Le conseil d'administration de l'institution lui maintiendra-t-il sa confiance comme il l'a fait jusqu'ici? Mme Lagarde est catégorique : elle ne démissionne pas et "retourne travailler à Washington dès cet après-midi". Elle "informera, évidemment, le conseil d'administration (du FMI) dès que possible", a indiqué l'institution internationale, qui n'a "pas de commentaire supplémentaire" à faire. Même retenue à Paris, où le porte-parole du gouvernement Stéphane Le Foll juge que la question du maintien à son poste "incombe au FMI".

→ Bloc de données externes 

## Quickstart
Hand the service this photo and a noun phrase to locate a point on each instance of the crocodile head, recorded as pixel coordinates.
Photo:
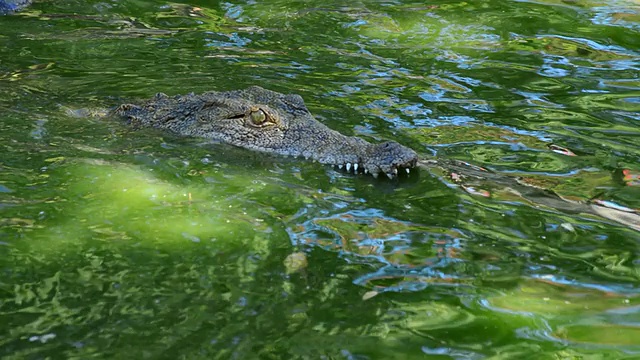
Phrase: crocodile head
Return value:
(269, 122)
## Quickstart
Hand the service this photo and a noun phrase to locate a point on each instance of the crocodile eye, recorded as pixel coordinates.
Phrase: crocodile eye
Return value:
(258, 117)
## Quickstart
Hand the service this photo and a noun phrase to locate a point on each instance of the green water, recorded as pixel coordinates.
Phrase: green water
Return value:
(132, 244)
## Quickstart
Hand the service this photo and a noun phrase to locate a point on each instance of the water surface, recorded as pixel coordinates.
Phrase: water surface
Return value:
(122, 243)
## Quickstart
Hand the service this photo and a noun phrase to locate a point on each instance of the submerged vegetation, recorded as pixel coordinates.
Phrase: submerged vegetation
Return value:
(132, 243)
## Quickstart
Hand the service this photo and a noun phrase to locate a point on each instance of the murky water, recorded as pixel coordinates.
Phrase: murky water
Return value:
(122, 243)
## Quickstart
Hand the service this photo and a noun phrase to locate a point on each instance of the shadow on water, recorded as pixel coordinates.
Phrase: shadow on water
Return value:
(135, 244)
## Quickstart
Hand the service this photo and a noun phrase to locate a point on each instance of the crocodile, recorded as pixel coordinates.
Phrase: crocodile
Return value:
(270, 122)
(11, 6)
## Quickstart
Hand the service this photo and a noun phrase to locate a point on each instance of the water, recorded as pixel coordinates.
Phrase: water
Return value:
(122, 243)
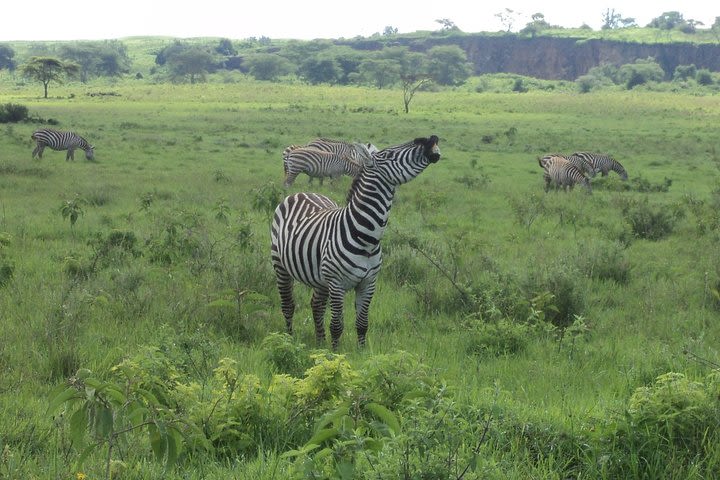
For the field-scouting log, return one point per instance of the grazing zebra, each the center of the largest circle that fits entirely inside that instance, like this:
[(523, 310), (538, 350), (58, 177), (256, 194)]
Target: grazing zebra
[(56, 140), (602, 163), (357, 151), (560, 171), (317, 164), (333, 249)]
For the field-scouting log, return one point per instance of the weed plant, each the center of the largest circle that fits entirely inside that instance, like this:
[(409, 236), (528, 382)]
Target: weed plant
[(514, 333)]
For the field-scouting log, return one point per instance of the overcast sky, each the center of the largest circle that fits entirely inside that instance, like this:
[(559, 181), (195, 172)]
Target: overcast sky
[(307, 19)]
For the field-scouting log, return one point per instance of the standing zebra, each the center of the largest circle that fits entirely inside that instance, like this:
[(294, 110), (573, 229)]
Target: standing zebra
[(602, 163), (333, 249), (317, 164), (357, 151), (56, 140), (560, 171)]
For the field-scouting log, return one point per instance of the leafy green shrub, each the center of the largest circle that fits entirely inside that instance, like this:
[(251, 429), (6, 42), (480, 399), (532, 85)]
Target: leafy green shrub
[(497, 338), (285, 355), (670, 424), (649, 222), (13, 113), (560, 287), (604, 260)]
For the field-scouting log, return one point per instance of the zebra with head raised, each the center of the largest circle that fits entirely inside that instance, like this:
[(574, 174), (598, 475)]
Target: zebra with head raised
[(602, 163), (559, 170), (56, 140), (334, 249), (317, 164)]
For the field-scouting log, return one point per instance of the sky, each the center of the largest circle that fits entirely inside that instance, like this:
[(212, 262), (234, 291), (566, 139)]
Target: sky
[(308, 19)]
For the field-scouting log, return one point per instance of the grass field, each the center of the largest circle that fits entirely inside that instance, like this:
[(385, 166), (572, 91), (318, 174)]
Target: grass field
[(530, 319)]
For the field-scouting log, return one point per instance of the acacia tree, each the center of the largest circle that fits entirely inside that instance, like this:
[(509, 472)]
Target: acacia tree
[(48, 69)]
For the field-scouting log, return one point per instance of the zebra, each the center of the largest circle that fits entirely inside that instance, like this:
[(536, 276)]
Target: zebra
[(562, 172), (333, 249), (357, 151), (602, 163), (57, 140), (317, 164)]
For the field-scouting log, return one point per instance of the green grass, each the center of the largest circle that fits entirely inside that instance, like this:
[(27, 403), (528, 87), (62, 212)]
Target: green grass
[(167, 155)]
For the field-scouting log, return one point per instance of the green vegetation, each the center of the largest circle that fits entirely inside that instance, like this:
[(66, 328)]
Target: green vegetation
[(514, 334)]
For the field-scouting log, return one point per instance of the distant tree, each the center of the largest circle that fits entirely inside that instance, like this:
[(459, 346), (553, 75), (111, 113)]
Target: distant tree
[(613, 20), (507, 19), (448, 65), (414, 75), (704, 77), (267, 66), (537, 25), (389, 31), (379, 72), (684, 72), (47, 69), (715, 28), (107, 58), (321, 69), (192, 64), (447, 25), (225, 47), (667, 21), (6, 58)]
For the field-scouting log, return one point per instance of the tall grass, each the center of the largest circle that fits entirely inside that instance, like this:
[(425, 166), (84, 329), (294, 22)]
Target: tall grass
[(474, 246)]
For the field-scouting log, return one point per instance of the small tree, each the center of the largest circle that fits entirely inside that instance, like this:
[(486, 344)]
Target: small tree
[(47, 69), (6, 57), (267, 66)]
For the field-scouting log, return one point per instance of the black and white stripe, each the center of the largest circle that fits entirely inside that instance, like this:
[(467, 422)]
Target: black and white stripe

Christine Lagarde dans le bureau de son avocat à Paris, le 27 août, peu après l'annonce de sa mise en examen pour "négligence" dans l'affaire de l'arbitrage Tapie |
Jugeant sa mise en examen "totalement infondée", l'ancienne ministre de l'Économie a également annoncé de prochains recours contre cette décision. C'était la quatrième fois, mardi 26 août, que Christine Lagarde était entendue à Paris par les magistrats de la Cour de justice de la république (CJR), instance habilitée à enquêter sur les membres du gouvernement pour les faits commis dans l'exercice de leur fonction.
Les enquêteurs avaient choisi en mai 2013 de la placer sous le statut intermédiaire de témoin assisté. Lors d'une audition qui a duré une quinzaine d'heures mardi 26 août, ils l'ont finalement mise en examen, ce qui implique qu'elle pourrait être renvoyée en procès à la fin de l'instruction.
Si elle est passible en cas de condamnation d'un an d'emprisonnement et de 15.000 euros d'amende, la qualification de "négligence" retenue contre la patronne du FMI est cependant moins lourde que celle retenue dans le volet non ministériel contre d'autres protagonistes du dossier.
Cinq personnes, dont M. Tapie ou encore l'ancien directeur de cabinet de Mme Lagarde à Bercy, Stéphane Richard, ont été mises en examen pour "escroquerie en bande organisée".
"Pas suffisamment vigilante"
L'affaire porte sur la sentence arbitrale de 2008 ayant octroyé 403 millions d'euros à Bernard Tapie -dont 45 millions d'euros au titre du préjudice moral- pour clore le vieux litige qui opposait l'homme d'affaires au Crédit Lyonnais sur la revente d'Adidas.
Les juges d'instruction soupçonnent cette sentence d'être le fruit d'un "simulacre" d'arbitrage organisé avec l'aval du pouvoir de l'époque. Sont notamment en cause les liens qui existaient entre un des trois juges arbitres, Pierre Estoup, et le camp Tapie.
"La commission d'instruction de la CJR a décidé ma mise en examen sur le fondement d'une simple négligence", a dit mercredi 27 août Mme Lagarde au cabinet de son avocat, Me Yves Repiquet.
"Après trois années d'instruction, des dizaines d'heures d'audition, la commission s'est rendue à l'évidence que je n'avais été complice d'aucune infraction et a donc été réduite à alléguer que je n'aurais pas été suffisamment vigilante lors de l'arbitrage opposant la société CDR au liquidateur du groupe et des époux Tapie", a-t-elle ajouté. Il est notamment reproché à l'ancienne ministre de ne pas avoir formellement contesté l'arbitrage une fois qu'il a été rendu, a précisé son entourage.
"J'ai demandé à mon avocat d'exercer tous les recours" contre cette mise en examen "que je considère comme totalement infondée", a annoncé Mme Lagarde, qui avait succédé en 2011 à la tête du FMI à Dominique Strauss-Kahn, emporté par un scandale sexuel.
Dans le cadre de poursuites à la CJR, un mis en examen peut déposer des recours en nullité directement auprès de cette instance, et saisir ensuite la Cour de cassation s'ils sont rejetés. Selon Me Repiquet, les magistrats de la CJR ont bouclé leur enquête. L'instruction en parallèle du volet non ministériel, dans le cadre duquel l'ancien secrétaire général de l'Élysée Claude Guéant avait été placé en garde à vue, se poursuit.